Ooooh! Cat topic. I love cats!
We have a flame point, but I'm never sure if Flame Point is Siamese or Himalayan. I don't have a picture of him but he is short-haired and blue-eyed and the sweetest cat you've ever seen! Here is a photo off the net of a cat that looks almost exactly like him:
OK, gotta tell you his story. I was at the vets with one of my other cats and waiting for the doctor to be able to see me. The whole waiting room was sort of keyed in on this one guy. He had brought his cat in because she had one baby and then had some kind of stroke or heart attack. Anyway, the vet came to tell him that the mother cat died. Why he did this in the waiting room, I don't know, they always bring me into a private room to discuss things like that, but anyway, there we all were hearing that this guy's cat had died. So, what to do about the newborn baby?
The vet explained that unless someone was willing to feed the baby around the clock, there would be no chance of it's surviving. Even with someone bottle feeding it, it's chances of survival was quite slim. The guy said that there was no way he could do it, he was a working man. We all felt so bad about this poor orphaned kitten, and the receptionist looked at me and said, "What about you, Dora? You love kitties?" I said I had substitute jobs lined up for the next two weeks and would be unable to do it either. Just then, who should walk in the door for a completely unrelated reason, but the woman who directs the local pet adoption league. Immediately everyone asks if the P.A.L. would take the kitten.
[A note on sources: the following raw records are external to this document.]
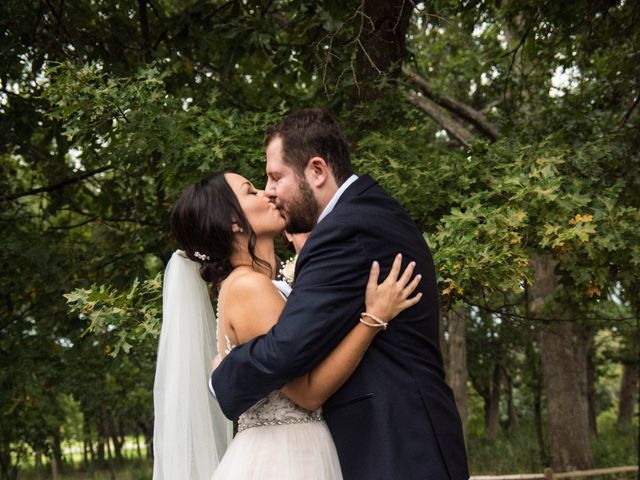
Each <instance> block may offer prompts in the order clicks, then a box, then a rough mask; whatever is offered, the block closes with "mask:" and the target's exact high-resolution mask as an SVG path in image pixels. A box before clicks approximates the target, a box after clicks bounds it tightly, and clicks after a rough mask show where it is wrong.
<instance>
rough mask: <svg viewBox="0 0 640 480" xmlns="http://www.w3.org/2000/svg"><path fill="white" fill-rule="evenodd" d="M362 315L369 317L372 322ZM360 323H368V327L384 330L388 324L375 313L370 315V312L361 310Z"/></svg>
mask: <svg viewBox="0 0 640 480" xmlns="http://www.w3.org/2000/svg"><path fill="white" fill-rule="evenodd" d="M364 317H369V318H370V319H372V320H373V322H374V323H371V322H367V321H366V320H365V319H364ZM360 323H364V324H365V325H368V326H369V327H374V328H382V329H383V330H386V329H387V325H388V324H389V322H383V321H382V320H380V319H379V318H378V317H376V316H375V315H371V314H370V313H367V312H362V314H361V316H360Z"/></svg>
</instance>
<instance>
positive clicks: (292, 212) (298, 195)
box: [286, 178, 320, 233]
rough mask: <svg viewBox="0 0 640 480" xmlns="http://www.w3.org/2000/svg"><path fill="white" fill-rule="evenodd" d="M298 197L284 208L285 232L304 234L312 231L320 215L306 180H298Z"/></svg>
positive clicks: (318, 205)
mask: <svg viewBox="0 0 640 480" xmlns="http://www.w3.org/2000/svg"><path fill="white" fill-rule="evenodd" d="M298 188H299V192H298V195H297V196H296V197H295V198H294V199H293V200H292V202H291V204H290V205H289V206H288V207H287V208H286V212H287V216H286V219H287V226H286V229H287V232H289V233H306V232H310V231H311V230H313V227H315V226H316V222H317V221H318V216H319V215H320V205H318V201H317V200H316V197H314V196H313V190H311V187H310V186H309V183H308V182H307V179H306V178H300V181H299V182H298Z"/></svg>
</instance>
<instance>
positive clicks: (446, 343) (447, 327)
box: [439, 310, 451, 381]
mask: <svg viewBox="0 0 640 480" xmlns="http://www.w3.org/2000/svg"><path fill="white" fill-rule="evenodd" d="M439 316H440V331H439V340H440V352H442V364H443V366H444V373H445V376H446V378H447V381H449V380H448V379H449V377H450V376H451V374H450V373H449V345H448V344H447V338H446V337H447V334H448V331H449V325H448V323H449V322H448V319H447V317H445V316H444V315H443V314H442V310H440V315H439Z"/></svg>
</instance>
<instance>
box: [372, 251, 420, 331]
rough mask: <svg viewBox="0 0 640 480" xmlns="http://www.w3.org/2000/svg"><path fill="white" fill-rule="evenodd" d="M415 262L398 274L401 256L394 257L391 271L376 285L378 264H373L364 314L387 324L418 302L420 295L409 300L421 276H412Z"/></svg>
mask: <svg viewBox="0 0 640 480" xmlns="http://www.w3.org/2000/svg"><path fill="white" fill-rule="evenodd" d="M415 266H416V262H411V263H409V265H407V268H406V269H405V270H404V272H402V274H400V269H401V267H402V255H401V254H398V255H396V258H395V259H394V261H393V265H392V266H391V271H390V272H389V275H388V276H387V278H385V280H384V281H383V282H382V283H380V284H378V278H379V276H380V264H379V263H378V262H373V265H372V266H371V272H370V273H369V281H368V283H367V290H366V295H365V307H366V312H367V313H370V314H371V315H374V316H376V317H378V318H379V319H380V320H382V321H383V322H385V323H386V322H388V321H390V320H391V319H393V318H394V317H396V316H397V315H398V314H399V313H400V312H402V311H404V310H406V309H407V308H409V307H412V306H413V305H415V304H416V303H418V302H419V301H420V298H422V293H418V294H417V295H414V296H413V297H411V298H409V295H411V294H412V293H413V292H414V290H415V289H416V287H417V286H418V284H419V283H420V279H421V278H422V275H416V276H415V277H413V279H411V276H412V275H413V269H414V268H415Z"/></svg>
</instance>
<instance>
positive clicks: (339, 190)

She said that they were full with cats but if there was someone who promised to adopt the kitten, she would arrange feeding for it until it could eat on it's own. For some reason, everyone looks at me. Well, my daughter tends to appropriate all furry things as her own, so I figured my son could use his very own pet. The woman from P.A.L. warned me not to say anything to my son as the kitten probably wouldn't survive being bottle fed from birth. I gave her my phone number and told her that if she would find someone who could at least try to keep it alive, I promised to adopt it. Then they brought the kitten in. It was soooo tiny, it could fit right in the palm of my hand and I have small hands and it was completely white. But, boy it had that Siamese yowl and it was yowling for all it's little life was worth, poor baby.
Well, I collected Miranda, my tortishell went home and didn't say a word about it, especially not to my husband who probably would have grumped about the possibility of a 4th cat in the house. The chances were so overwhelming the poor little thing wouldn't make it, I figured if it did, I would somehow explain to Steve why I promised to adopt another cat without talking it over with him. (Hey, he's a push-over for cats as well and it's not like we don't have plenty of room on our 50 acres out in the middle of nowhere.)
In about 3 weeks, sure enough, there was a phone call from the lady from P.A.L. She told me that after she had left the vets that day, she took the kitten over to the League in order to try to find someone who could feed it. But, when she got there, she found out that someone had been in that very afternoon and dropped off a mother cat with newborn kittens. She put the kitten in with the mother, just to see if the mother would accept it, and sure enough she did. So, there was no need to arrange for a feeder, the little guy just fit right in with the other kittens and thrived.
That was last May and now he looks just like the picture above. He's such a sweetie and my son loves his "Snowball". (He was still pure white when we brought him home.) As for Steve, he made husband sounding noises but he truly didn't mind and it was just about 3 weeks after we brought Snowball home that he dragged home a little polydactylous Maine Coon kitten that a friend was trying to find a home for.